Comunità di apprendimento/Learning community?

Posted in Überleg./Riflessioni, LTEver, OpenEd at 19:12 di Alessandro

Ostwald (1996) defined a community of practice as
“A group of practitioners involved in a common activity, albeit performing different
roles. Essential characteristics of communities of practice are: 1) they are not defined by
organizational mandate (e.g., the “org chart”), but rather by the ways people actually
work together, 2) they involve many different roles, as opposed to a flat structure, and 3)
they experience an ongoing flux of community members, who enter the community from
the periphery and gain status as knowledgeable members through participation in the
community of practice.”
Koohang & Harman
541
Members of a community of practice have 1) the freedom to participate, 2) the freedom to join or
to leave the group, and 3) they have an interest in the creation or sharing of knowledge (Baily &
Hendrickson, 2004; Davenport & Prusak, 1998)

2 commenti »

  1. Karen said,

    Ottobre 21, 2007 at 17:37

    It is interesting that this section of the reading is under the category of “decentralization improves scalability.” Scalability appears to be one of the problems that we are experiencing in this class. Some possible solutions might be 1) limit the number of participants per class section (which seems to me to be a good idea for all online classes) and 2) distribute the role of mentoring over many people.

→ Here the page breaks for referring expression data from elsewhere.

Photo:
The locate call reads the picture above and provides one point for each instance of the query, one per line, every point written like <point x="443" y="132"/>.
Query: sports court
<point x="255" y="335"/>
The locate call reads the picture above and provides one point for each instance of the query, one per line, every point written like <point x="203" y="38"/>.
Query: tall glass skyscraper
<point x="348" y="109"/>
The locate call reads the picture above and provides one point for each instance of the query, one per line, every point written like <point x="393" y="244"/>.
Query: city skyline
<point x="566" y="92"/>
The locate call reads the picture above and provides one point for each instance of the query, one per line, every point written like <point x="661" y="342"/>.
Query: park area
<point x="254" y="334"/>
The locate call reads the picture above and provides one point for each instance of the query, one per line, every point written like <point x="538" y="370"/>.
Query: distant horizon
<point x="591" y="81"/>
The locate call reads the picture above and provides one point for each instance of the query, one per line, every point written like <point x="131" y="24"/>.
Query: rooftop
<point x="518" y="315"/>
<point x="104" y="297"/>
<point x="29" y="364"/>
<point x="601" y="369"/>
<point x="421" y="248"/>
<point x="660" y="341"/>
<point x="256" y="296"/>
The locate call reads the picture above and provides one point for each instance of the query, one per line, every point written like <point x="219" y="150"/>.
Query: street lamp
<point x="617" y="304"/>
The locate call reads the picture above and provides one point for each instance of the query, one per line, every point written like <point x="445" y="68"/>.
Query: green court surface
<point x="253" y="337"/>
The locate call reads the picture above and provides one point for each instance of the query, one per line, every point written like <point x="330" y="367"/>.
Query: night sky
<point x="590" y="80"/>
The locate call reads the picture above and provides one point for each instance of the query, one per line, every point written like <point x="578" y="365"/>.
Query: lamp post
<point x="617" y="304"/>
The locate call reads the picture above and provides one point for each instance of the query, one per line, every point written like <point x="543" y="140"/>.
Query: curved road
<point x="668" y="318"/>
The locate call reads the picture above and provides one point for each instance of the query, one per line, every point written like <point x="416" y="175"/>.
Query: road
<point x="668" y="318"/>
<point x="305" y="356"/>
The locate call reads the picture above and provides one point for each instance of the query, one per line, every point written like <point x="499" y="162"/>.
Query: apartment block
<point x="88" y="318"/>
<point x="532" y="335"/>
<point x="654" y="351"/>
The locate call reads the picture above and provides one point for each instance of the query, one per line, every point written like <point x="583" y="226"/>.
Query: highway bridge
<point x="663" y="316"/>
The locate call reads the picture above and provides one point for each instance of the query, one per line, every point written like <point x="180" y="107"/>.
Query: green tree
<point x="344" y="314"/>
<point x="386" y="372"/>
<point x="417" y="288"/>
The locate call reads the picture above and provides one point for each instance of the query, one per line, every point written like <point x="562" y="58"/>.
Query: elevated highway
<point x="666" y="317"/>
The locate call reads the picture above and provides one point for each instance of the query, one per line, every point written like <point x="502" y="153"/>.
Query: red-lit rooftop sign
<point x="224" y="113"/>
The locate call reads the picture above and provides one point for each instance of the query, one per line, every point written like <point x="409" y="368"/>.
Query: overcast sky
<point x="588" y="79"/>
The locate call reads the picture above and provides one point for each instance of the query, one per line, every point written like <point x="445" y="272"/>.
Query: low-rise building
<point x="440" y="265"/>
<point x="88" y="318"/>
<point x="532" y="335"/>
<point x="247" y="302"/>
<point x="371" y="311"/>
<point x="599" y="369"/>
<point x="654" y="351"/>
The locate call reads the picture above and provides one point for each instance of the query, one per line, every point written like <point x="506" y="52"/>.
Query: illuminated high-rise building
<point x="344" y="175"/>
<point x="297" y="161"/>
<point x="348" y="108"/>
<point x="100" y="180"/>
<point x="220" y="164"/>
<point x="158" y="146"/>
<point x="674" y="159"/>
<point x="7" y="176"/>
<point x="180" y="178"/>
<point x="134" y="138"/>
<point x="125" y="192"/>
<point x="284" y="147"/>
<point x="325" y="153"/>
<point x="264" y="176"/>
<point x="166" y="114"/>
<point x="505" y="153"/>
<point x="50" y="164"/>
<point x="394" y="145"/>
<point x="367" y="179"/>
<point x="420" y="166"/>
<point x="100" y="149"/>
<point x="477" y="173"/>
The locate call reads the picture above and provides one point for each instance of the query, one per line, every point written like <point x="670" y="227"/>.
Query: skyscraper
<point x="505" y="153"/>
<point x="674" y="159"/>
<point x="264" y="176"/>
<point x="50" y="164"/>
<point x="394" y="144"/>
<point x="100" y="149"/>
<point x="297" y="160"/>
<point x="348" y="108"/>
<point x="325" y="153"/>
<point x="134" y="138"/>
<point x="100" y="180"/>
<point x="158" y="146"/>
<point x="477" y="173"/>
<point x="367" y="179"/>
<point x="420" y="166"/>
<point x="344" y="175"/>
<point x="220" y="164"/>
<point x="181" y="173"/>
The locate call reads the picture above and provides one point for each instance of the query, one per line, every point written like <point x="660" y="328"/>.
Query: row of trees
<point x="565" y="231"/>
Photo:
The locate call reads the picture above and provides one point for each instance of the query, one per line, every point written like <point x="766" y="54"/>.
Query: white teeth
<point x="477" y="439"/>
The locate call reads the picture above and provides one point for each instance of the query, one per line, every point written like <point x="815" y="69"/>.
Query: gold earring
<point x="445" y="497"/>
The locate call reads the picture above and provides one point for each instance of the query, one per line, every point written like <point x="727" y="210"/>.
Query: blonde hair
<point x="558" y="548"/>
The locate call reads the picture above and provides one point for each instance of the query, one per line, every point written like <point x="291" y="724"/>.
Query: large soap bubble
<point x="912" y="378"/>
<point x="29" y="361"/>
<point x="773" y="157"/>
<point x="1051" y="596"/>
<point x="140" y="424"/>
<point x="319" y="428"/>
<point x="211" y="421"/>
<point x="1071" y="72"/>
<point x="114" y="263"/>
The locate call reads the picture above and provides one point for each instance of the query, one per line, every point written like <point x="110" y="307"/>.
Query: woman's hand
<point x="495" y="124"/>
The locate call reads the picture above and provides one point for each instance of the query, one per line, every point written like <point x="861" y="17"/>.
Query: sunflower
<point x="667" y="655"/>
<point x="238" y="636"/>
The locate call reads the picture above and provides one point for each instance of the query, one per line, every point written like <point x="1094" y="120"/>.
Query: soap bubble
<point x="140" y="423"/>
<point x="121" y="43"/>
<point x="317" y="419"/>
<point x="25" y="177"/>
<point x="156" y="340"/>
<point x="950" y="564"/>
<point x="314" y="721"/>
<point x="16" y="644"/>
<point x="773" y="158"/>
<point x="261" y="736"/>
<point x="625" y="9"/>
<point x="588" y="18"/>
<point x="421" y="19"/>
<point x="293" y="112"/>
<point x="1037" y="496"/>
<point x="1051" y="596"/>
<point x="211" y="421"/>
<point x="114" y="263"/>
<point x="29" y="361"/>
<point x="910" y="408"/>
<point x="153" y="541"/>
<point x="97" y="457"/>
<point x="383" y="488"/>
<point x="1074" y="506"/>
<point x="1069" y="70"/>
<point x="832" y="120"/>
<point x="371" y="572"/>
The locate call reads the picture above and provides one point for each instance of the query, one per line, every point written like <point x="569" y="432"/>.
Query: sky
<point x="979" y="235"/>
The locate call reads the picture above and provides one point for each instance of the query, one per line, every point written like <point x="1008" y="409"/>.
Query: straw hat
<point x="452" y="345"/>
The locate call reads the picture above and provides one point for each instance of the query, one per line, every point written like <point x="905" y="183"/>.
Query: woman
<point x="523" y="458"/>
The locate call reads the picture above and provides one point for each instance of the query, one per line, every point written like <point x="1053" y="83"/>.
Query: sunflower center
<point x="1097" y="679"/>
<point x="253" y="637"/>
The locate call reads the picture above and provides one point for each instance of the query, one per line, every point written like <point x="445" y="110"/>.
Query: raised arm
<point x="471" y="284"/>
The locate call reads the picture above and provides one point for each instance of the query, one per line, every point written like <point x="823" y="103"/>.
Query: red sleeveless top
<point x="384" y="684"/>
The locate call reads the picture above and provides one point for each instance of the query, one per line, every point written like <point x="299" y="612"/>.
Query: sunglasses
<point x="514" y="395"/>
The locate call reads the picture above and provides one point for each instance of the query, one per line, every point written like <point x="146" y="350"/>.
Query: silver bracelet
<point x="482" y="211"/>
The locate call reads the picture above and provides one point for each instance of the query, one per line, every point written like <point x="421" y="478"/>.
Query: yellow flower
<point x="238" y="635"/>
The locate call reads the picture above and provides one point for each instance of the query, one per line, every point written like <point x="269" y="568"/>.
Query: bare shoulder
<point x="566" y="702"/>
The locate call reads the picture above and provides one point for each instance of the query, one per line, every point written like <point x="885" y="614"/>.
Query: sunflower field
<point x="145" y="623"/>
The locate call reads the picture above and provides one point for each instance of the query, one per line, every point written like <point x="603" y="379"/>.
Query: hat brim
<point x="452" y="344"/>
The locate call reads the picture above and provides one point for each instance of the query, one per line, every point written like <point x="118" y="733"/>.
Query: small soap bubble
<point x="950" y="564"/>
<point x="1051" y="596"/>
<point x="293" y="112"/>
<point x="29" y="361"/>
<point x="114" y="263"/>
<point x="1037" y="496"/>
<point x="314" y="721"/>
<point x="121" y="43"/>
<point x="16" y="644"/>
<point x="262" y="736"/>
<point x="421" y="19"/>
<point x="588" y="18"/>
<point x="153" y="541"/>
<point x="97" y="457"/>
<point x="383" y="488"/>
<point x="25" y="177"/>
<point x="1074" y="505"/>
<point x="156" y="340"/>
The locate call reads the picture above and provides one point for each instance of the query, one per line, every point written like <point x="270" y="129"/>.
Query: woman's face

    This seems to me what wikis and blogs in education are all about — having conversations with many diverse people and benefiting more from those than from direction from a single “teacher.”

  2. Alessandro said,

    Ottobre 21, 2007 at 17:54

    This is a good consideration. The number of participant in this course is perhaps large (60), but in my actual classes I have 30 students and I can interact with them directly and personally. Otherwise, when I was in the University, the classes had over 100 students, and the teacher(s) didn’t have a personal approach to each student, unless we went to them and talked personally. But when I was in the Uni there wasn’t internet and no social network and nobody used email… or almost nobody…
    Thus I believe that this course is a good opportunity to grasp our (mine at least) cognivite gap between what we / I expect from a course and a teacher, and how we / I relate to it (the course, the teacher, the task).
    When I studied at Uni I (and my friends) used to read books, discuss together about the topics, then go to the teacher for an oral exam or write down a paper and get it read from the teacher for a later evalutaion.
    What is different in this course?
    Can I/we make a scheme of how i/we learn and are accostumed to get feedback and find out what is really the problem now?
    Do you understand me?
    I think this one answer could be also a good answer for the week 8, because there is no learning object or open content that is really usable outside of a context - and a context is always made by people.
    “The format itself doesn’t affetc pedagogical aspects” (found in the paper about sustainabilty.
    This is my answer to week 8, mr Wiley.